Retrieving File Attachments from a Backup
File attachments on pages can be retrieved from a backup without needing to import the backup into Confluence. This is useful for recovering attachments that have been deleted by users.
Both automated and manual backups allow this, as long as the 'Include attachments' property was set. If you want to restore pages, spaces or sites, see the Confluence Administrator's Guide instead.
Before following the instructions for recovering attachments below, we will review how backups store file and page information.
The information on this page does not apply to Confluence Cloud.
How Backups Store File and Page Information
The backup zip file contains entities.xml, an XML file containing the Confluence content, and a directory for storing attachments.
Backup Zip File Structure
Page attachments are stored under the attachments directory by page and attachment id. Here is an example listing:
Listing for test-2006033012_00_00.zip
\attachments\98\10001
\attachments\98\10002
\attachments\99\10001
entities.xml
Inside the attachment directory, each numbered directory inside is one page, and the numbered file inside is one attachment. The directory number is the page id, and the file number is the attachment id. For example, the file \attachments\98\10001 is an attachment with page id 98 and attachment id 10001. You can read entities.xml to link those numbers to the original filename. Entities.xml also links each page id to the page title.
Entities.xml Attachment Object
Inside the entities.xml is an Attachment object written in XML. In this example, the page id is 98, the attachment id is 10001 and the filename is myimportantfile.doc. The rest of the XML can be ignored:
<object class="Attachment" package="com.atlassian.confluence.pages">
<id name="id">98</id>
<property name="fileName"><![CDATA[myimportantfile.doc]]></property>
...
<property name="content" class="Page" package="com.atlassian.confluence.pages"><id name="id">10001</id>
</property>
...
</object>
Entities.xml Page Object
This XML describes a page. In this example, the page id is 98 and the title is Editing Your Files. The rest of the XML can be ignored:
<object class="Page" package="com.atlassian.confluence.pages">
<id name="id">98</id>
<property name="title"><![CDATA[Editing Your Files]]></property>
...
</object>
Instructions for Recovering Attachments
Each file must be individually renamed and re-uploaded back into Confluence by following the instructions below. Choose one of the three methods:
Choice A - Recover Attachments By Filename
Best if you know each filename you need to restore, especially if you want just a few files:
- Unzip the backup directory and open entities.xml.
- Search entities.xml for the filename and find the attachment object with that filename. Locate its page and attachment id.
- Using the page and attachment id from entities.xml, go to the attachments directory and open that directory with that page id.

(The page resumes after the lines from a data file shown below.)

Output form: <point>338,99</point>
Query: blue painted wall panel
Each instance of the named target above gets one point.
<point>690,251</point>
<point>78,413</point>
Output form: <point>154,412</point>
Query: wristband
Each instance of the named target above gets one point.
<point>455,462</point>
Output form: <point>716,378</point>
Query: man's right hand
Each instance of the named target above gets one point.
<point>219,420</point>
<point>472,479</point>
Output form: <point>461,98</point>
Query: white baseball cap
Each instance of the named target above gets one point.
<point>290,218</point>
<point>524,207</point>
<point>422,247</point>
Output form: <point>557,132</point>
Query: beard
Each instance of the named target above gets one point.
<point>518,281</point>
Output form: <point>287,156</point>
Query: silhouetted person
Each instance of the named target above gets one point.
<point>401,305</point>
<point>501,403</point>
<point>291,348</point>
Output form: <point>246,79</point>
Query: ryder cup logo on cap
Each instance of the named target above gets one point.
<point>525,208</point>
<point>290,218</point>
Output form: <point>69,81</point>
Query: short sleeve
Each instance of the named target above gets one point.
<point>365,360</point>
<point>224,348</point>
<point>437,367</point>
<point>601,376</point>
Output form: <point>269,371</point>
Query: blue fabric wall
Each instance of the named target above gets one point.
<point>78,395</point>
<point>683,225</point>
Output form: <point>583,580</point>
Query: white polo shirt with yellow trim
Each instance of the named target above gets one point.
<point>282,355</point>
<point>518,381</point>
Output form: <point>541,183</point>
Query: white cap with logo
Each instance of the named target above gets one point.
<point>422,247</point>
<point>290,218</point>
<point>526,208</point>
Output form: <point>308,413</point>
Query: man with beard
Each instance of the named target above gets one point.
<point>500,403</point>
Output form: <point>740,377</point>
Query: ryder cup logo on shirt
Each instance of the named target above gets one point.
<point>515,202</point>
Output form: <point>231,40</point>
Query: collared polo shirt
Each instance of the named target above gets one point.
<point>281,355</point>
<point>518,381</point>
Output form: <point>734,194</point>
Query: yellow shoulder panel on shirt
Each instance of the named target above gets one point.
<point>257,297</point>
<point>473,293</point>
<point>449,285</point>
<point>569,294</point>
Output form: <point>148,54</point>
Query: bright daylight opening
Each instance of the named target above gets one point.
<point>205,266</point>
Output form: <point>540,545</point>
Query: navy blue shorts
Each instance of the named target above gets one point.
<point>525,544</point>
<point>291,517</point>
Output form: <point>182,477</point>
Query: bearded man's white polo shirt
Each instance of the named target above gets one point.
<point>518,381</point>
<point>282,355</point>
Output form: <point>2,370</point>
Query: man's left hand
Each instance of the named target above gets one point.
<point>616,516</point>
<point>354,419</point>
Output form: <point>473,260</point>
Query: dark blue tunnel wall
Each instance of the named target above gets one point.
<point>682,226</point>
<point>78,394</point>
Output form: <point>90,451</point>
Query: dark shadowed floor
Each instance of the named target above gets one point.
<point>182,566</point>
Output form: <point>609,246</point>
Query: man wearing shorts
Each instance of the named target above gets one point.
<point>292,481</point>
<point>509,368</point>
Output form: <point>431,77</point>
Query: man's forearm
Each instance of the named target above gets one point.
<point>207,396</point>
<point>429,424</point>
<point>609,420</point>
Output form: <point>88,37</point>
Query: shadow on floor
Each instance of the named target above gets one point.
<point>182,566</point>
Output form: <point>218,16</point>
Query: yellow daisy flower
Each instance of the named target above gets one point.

Locate the file with the attachment id.
- Rename the file to the original filename and test it.
- Repeat for each file.
- To import each file back into Confluence, upload to the original page by attaching the file from within Confluence.
Choice B - Restore Files By Page
Best if you only want to restore attachments for certain pages:
- Unzip the backup directory and open entities.xml.
- Search entities.xml for the page title and find the page object with that title. Locate its page id.
- Go to the attachments directory and open that directory with that page id. Each of the files in the directory is an attachment that must be renamed.
- Search entities.xml for attachment objects with that page id. Every attachment object for the page will have an attachment id and filename.
- Rename the file with that attachment id to the original filename and test it.
- Repeat for each page.
- To import each file back into Confluence, upload to the original page by attaching the file from within Confluence.
Choice C - Restore All Files
Best if you have a small backup but want to restore many or all the attachments inside:
Following process is applicable to space export only. Site xml backups do not require page id to be updated manually due to the nature of persistent page_id's.
- Unzip the backup directory and open entities.xml.
- Go to the attachments directory and open any directory. The directory name is a page id. Each of the files in the directory is an attachment that must be renamed.
- Search entities.xml for attachment objects with that page id. When one is found, locate the attachment id and filename.
- Rename the file with that attachment id to the original filename and test it.
- Find the next attachment id and rename it. Repeat for each file in the directory.
- Once all files in the current directory are renamed to their original filenames, search entities.xml for the page id, eg directory name. Find the page object with that page id and locate its page title.
- Rename the directory to the page title and move on to the next directory. Repeat for each un-renamed directory in the attachments directory.
- To import each file back into Confluence, upload to the original page by attaching the file from within Confluence.